Os principais pontos do Código penal reformados pela recente Lei 11.106, de 28 de março de 2005, são os seguintes:
1. Eliminação do requisito normativo cultural ?mulher honesta?: esse requisito normativo cultural aparecia em vários dispositivos penais (antigo crime de rapto, antigo crime de posse sexual mediante fraude etc.). Somente a mulher ?honesta? podia ser vítima desses crimes. Cuidava-se de tipo penal aberto, que exigia juízo valorativo do juiz. Dependíamos da cabeça de cada juiz para se descobrir o que era ?mulher honesta?. Na verdade, a honestidade da mulher jamais pode ser objeto de tutela penal. No mundo dos crimes sexuais, o que importa é a liberdade sexual da mulher e do homem. Ninguém pode ser compelido a praticar ou presenciar qualquer ato atentatório à sua liberdade. Fundamental, portanto, é a liberdade, não a honestidade. Andou bem o legislador em eliminar o conceito de mulher honesta do Código penal. Isso ocorreu inclusive no art. 215 (posse sexual mediante fraude), que agora só menciona como sujeito passivo ?mulher? (sem o qualificativo ?honesta?).
2. Nova redação ao art. 216: cuida o art. 216 do atentado ao pudor mediante fraude. Antes somente a mulher honesta podia ser vítima desse delito. Agora o texto legal fala adequadamente em ?alguém? (homem ou mulher). No parágrafo único desse dispositivo também há uma alteração: antes se falava em ofendida, agora se menciona vítima (que envolve homem ou mulher).
3. Revogação da condição de casado como causa de aumento de pena: não se justificava efetivamente essa causa de aumento de pena nos crimes sexuais. Ser casado ou não, não altera o conteúdo do injusto penal (salvo se se raciona em termos morais). A ofensa ao bem jurídico liberdade sexual independe do estado civil do agente. Se no caso concreto essa circunstância contar com relevância, pode o juiz levá-la em consideração no momento da pena (nos termos do art. 59 do CP). Mas isso fica reservado para a excepcionalidade (não a regra).
4. Eliminação do delito de adultério: o crime de adultério estava previsto no art. 240 do Código penal e foi revogado. Mais um caso de abolitio criminis. Praticamente já não se via condenação penal por esse dispositivo.

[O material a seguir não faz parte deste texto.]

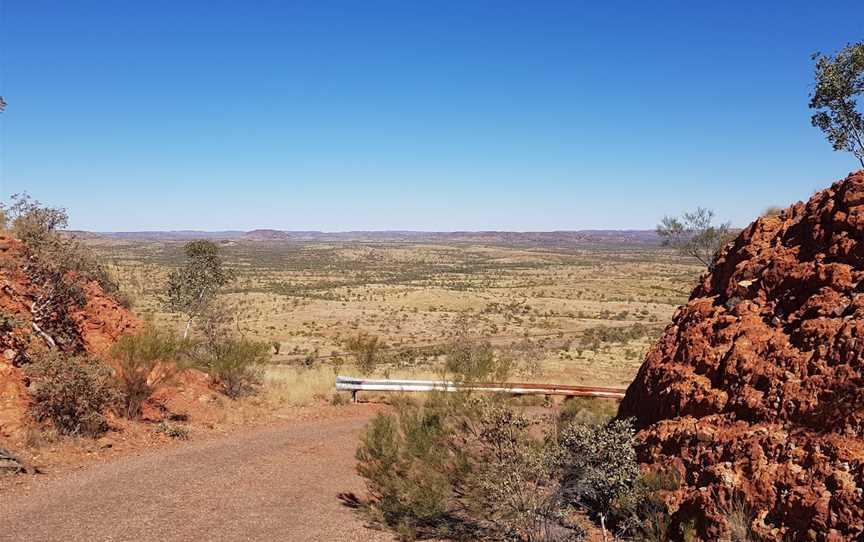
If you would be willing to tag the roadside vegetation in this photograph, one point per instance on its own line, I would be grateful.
(464, 466)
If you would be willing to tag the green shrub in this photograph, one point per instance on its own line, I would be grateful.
(458, 461)
(172, 430)
(405, 461)
(71, 392)
(509, 480)
(599, 467)
(236, 365)
(145, 362)
(472, 360)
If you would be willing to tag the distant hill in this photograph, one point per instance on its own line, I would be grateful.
(648, 237)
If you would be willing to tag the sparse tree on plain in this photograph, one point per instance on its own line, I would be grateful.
(695, 235)
(192, 288)
(839, 84)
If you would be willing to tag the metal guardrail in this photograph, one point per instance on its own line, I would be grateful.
(356, 384)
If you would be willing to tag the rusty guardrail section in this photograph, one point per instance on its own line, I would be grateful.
(355, 384)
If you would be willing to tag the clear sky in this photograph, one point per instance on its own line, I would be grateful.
(426, 115)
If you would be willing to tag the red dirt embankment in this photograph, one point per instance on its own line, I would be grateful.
(97, 325)
(756, 389)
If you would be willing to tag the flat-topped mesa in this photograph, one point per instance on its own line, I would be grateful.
(756, 388)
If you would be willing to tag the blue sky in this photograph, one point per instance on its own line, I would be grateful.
(425, 115)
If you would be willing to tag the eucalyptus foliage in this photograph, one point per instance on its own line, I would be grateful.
(192, 288)
(695, 235)
(839, 85)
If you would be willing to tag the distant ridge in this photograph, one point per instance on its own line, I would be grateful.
(487, 237)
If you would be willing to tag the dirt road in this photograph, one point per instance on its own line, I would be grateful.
(276, 483)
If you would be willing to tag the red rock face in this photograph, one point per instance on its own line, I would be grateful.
(756, 389)
(97, 325)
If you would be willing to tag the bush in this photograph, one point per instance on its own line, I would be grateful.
(472, 360)
(235, 364)
(466, 463)
(145, 362)
(599, 467)
(510, 479)
(172, 430)
(405, 462)
(71, 392)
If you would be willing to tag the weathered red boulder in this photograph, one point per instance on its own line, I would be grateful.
(755, 391)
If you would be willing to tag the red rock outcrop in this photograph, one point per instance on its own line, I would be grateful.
(755, 391)
(97, 325)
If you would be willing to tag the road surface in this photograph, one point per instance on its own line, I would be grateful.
(280, 482)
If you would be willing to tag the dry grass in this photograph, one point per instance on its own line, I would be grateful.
(311, 297)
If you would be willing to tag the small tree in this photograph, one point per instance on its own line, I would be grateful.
(192, 288)
(839, 82)
(695, 235)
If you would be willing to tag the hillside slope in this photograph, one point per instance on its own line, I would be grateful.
(25, 328)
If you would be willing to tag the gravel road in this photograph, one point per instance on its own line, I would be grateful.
(276, 483)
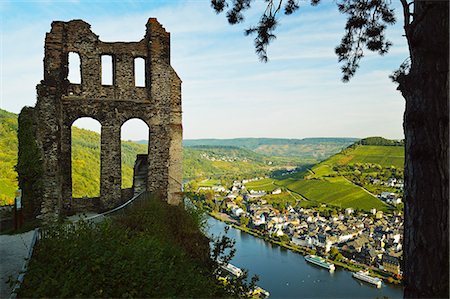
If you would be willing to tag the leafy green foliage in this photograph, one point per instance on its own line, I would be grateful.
(380, 141)
(325, 183)
(8, 157)
(365, 28)
(30, 165)
(262, 185)
(229, 163)
(311, 150)
(154, 250)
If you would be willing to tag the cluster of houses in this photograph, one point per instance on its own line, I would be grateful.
(222, 158)
(373, 239)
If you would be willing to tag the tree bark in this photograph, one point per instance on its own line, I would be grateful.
(426, 127)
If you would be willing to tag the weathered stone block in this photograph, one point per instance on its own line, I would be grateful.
(60, 103)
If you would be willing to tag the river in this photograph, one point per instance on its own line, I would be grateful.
(286, 274)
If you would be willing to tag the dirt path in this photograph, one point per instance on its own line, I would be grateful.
(13, 251)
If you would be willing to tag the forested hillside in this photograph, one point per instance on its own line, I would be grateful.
(351, 178)
(308, 148)
(85, 160)
(199, 161)
(229, 162)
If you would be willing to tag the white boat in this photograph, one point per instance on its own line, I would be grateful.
(259, 292)
(364, 276)
(231, 268)
(319, 261)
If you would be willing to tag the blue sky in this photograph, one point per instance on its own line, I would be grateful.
(227, 92)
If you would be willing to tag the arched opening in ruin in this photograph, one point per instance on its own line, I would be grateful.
(139, 72)
(135, 134)
(74, 75)
(107, 70)
(85, 134)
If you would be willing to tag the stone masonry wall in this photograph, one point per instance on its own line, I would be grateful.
(60, 103)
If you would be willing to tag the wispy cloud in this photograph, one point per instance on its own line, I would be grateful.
(227, 92)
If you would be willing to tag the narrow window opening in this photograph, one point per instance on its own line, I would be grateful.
(74, 68)
(86, 158)
(139, 72)
(107, 70)
(134, 135)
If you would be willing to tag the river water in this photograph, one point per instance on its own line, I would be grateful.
(286, 274)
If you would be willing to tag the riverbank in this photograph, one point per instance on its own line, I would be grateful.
(353, 267)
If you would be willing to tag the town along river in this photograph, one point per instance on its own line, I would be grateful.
(286, 274)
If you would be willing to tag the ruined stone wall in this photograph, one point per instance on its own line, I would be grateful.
(60, 103)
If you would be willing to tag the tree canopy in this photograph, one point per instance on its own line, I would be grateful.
(365, 28)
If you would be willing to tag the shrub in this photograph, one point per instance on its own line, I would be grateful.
(153, 250)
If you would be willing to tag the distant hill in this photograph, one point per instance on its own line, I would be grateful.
(307, 148)
(232, 162)
(199, 161)
(85, 160)
(380, 141)
(342, 180)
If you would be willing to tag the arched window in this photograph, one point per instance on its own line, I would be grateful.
(139, 72)
(134, 135)
(86, 158)
(107, 70)
(74, 76)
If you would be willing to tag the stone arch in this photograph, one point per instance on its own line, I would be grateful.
(60, 103)
(135, 128)
(88, 152)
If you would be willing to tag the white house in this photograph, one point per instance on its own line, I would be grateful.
(276, 191)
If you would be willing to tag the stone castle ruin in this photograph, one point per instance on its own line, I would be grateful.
(60, 103)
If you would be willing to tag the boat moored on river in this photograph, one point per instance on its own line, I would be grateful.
(319, 261)
(364, 276)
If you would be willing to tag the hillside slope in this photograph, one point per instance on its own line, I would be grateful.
(316, 149)
(199, 161)
(231, 162)
(85, 160)
(343, 180)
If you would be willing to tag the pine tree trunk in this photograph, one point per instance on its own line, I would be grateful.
(426, 126)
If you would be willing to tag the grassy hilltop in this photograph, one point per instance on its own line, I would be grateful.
(199, 161)
(341, 180)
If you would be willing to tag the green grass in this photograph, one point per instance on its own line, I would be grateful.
(385, 156)
(321, 184)
(336, 192)
(267, 185)
(208, 183)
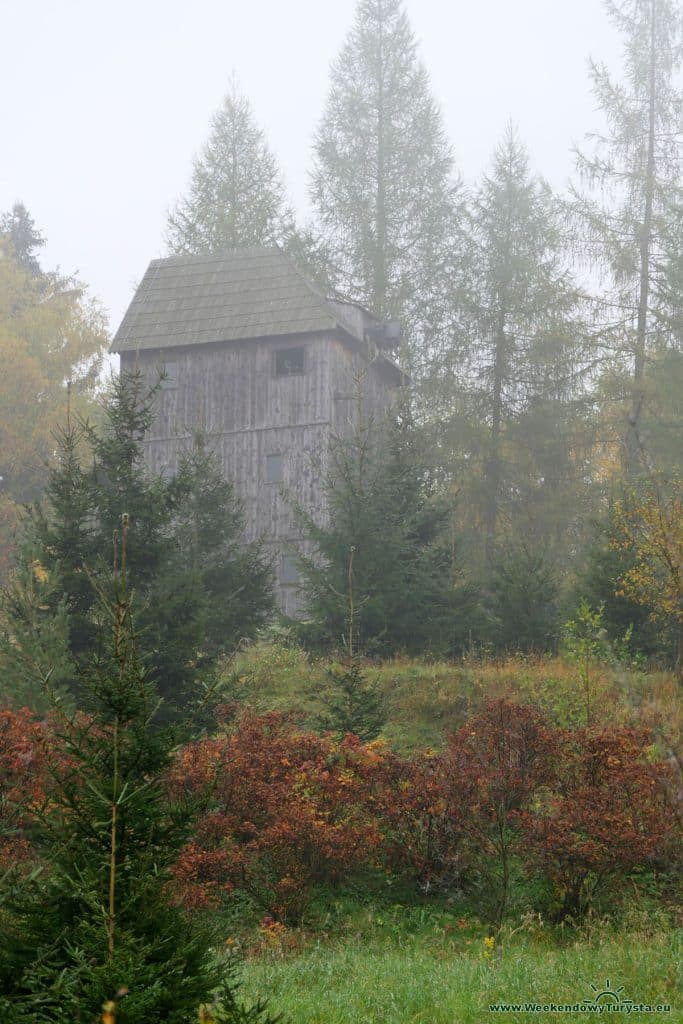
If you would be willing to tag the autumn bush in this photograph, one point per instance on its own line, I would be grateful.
(607, 813)
(289, 810)
(22, 782)
(287, 813)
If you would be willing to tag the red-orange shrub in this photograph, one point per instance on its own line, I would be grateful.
(606, 814)
(22, 781)
(289, 810)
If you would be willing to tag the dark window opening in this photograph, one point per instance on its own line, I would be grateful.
(169, 376)
(289, 571)
(273, 468)
(289, 361)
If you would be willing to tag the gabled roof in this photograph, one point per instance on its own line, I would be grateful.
(246, 293)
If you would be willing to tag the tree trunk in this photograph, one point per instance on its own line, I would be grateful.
(638, 390)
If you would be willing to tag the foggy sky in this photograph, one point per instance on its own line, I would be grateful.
(103, 104)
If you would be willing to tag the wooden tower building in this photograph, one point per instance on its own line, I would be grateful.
(267, 369)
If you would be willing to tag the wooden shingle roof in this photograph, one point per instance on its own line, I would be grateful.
(247, 293)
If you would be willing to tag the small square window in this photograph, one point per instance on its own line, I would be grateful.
(289, 361)
(169, 376)
(273, 468)
(289, 570)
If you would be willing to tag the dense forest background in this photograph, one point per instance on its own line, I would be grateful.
(540, 444)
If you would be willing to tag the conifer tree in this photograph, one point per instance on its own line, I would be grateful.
(94, 929)
(383, 183)
(636, 166)
(20, 230)
(201, 589)
(236, 197)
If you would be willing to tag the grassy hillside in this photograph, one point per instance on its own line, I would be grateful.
(426, 700)
(388, 971)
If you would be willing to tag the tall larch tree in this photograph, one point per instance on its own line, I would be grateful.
(383, 186)
(514, 373)
(236, 197)
(635, 170)
(50, 333)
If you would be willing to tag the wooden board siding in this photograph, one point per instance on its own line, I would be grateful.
(230, 393)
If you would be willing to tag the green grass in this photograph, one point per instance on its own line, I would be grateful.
(431, 977)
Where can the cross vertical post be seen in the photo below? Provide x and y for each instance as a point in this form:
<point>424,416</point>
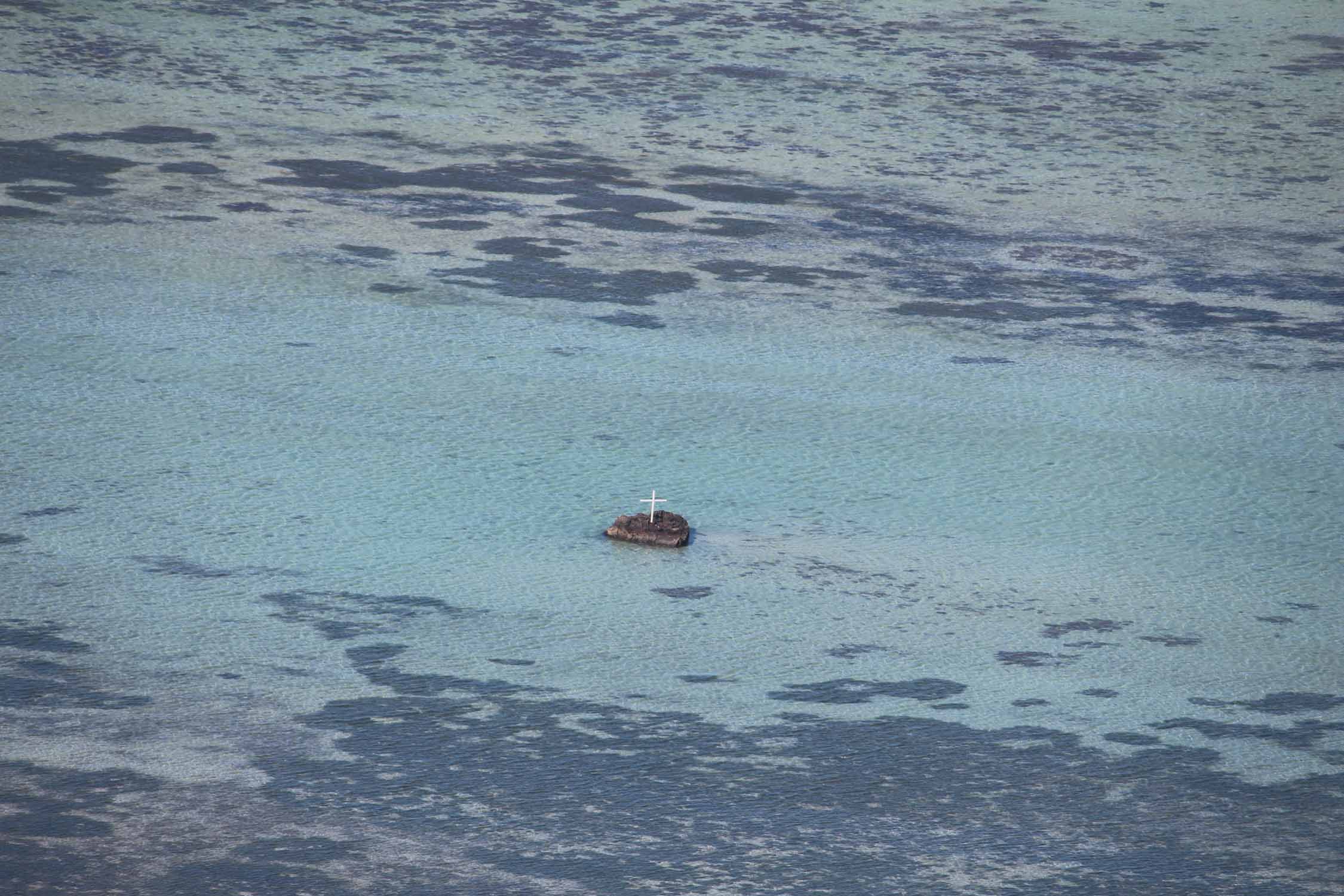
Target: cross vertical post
<point>652,501</point>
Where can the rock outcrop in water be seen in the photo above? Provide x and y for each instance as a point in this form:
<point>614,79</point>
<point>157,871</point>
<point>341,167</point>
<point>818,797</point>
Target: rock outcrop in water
<point>667,530</point>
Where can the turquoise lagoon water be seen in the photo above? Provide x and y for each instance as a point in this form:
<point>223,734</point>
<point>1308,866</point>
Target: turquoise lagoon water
<point>1015,528</point>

Era uma hipótese de ?revogação? da lei (isto é, não uso, não incidência) pelos costumes (leia-se: a sociedade brasileira já não acreditava na eficácia do Direito penal para evitar o adultério). Juridicamente não se pode afirmar que os costumes revogam a lei. Mas é certo que pode colocá-la em desuso. Era o art. 240 do CP, ademais, exemplo de ação penal privada personalíssima (porque somente a vítima e ninguém mais podia agir em juízo para processar o agente). Em boa hora o legislador penal revogou o delito de adultério, que encontra melhor atenção no âmbito do Direito civil.
5. Crimes contra os costumes: perdeu o legislador uma excelente oportunidade para alterar o nome dado ao Título VI do Código penal (crimes contra os costumes). Não são os costumes o objeto jurídico da tutela penal. Toda dogmática penal, na atualidade, só concebe a existência de crime sexual que atente contra a liberdade sexual ou contra o normal desenvolvimento da personalidade (em formação) da criança. Fora disso não é admissível a incidência do Direito penal, sob pena de se confundir a moral com o Direito penal, que não serve para corrigir pessoas nem para proteger determinadas concepções morais. Por força do princípio da exclusiva proteção de bens jurídicos, não há espaço no Direito penal para a tutela de uma determinada moral ou religião ou partido político ou ideologia etc.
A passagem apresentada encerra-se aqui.